My name is Desiree Ukomma fondly called Dee by my family and friends. I stood in the front porch of my parent’s home savoring the coolness of the impending storm. There was an electric charge in the air that sparked some inner plug of exhilaration in me. I was almost giddy with excitement as I stood there searching the sky for some sign that the unleashing of the storm was imminent.

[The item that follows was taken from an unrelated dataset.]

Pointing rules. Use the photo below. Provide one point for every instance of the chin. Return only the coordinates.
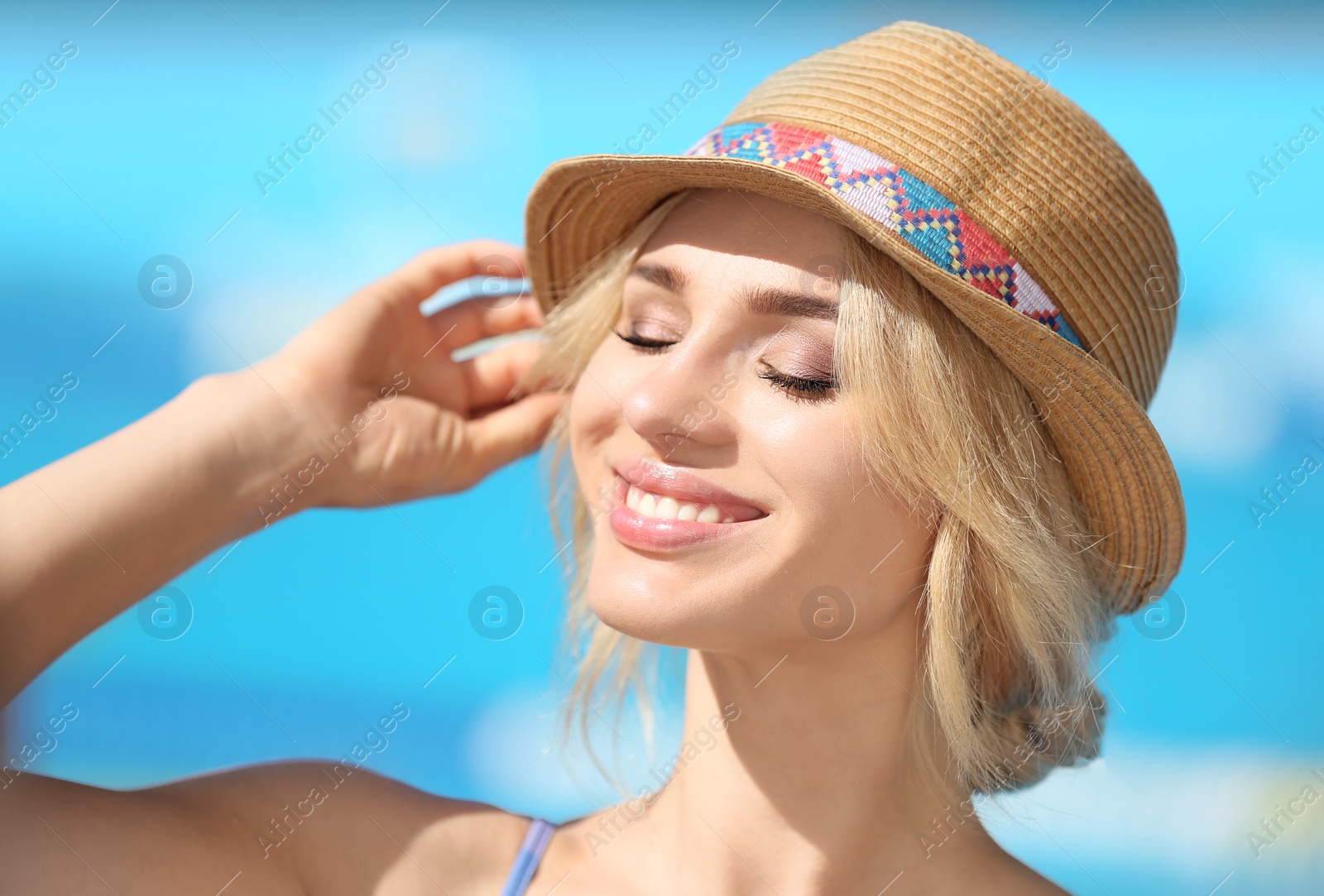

“Dee, you should come in before the rain starts.” my mother called softly to me as she poked her head around the door. I turned to her with a smile.

“Good morning Mum. I will be in soon.” I promised as I turned back to watch the stormy atmosphere.
I felt  my mother shut the door as she moved on to other activities. I breathed in a lungful of the cooled air and let it out slowly, savoring once again the coolness of the air and the prickle of an electric storm along my skin. I loved storms! I had loved them all my life, for as long as I could remember. I smiled again in giddiness, mentally hurrying the storm along. Soon, mother would call for me again and then, I would have to go in to attend to her and I would miss that first moment of the unleashing of the storm that I loved so much. It felt powerful to me and it seemed that whenever I witnessed it, I drew some strength from its power. It may be that I was being fanciful, but things always seemed to turn out right in my world after a good cleansing storm, no matter how off key it was before. This one promised to be one of ‘those’ storms and I was excited for it to begin.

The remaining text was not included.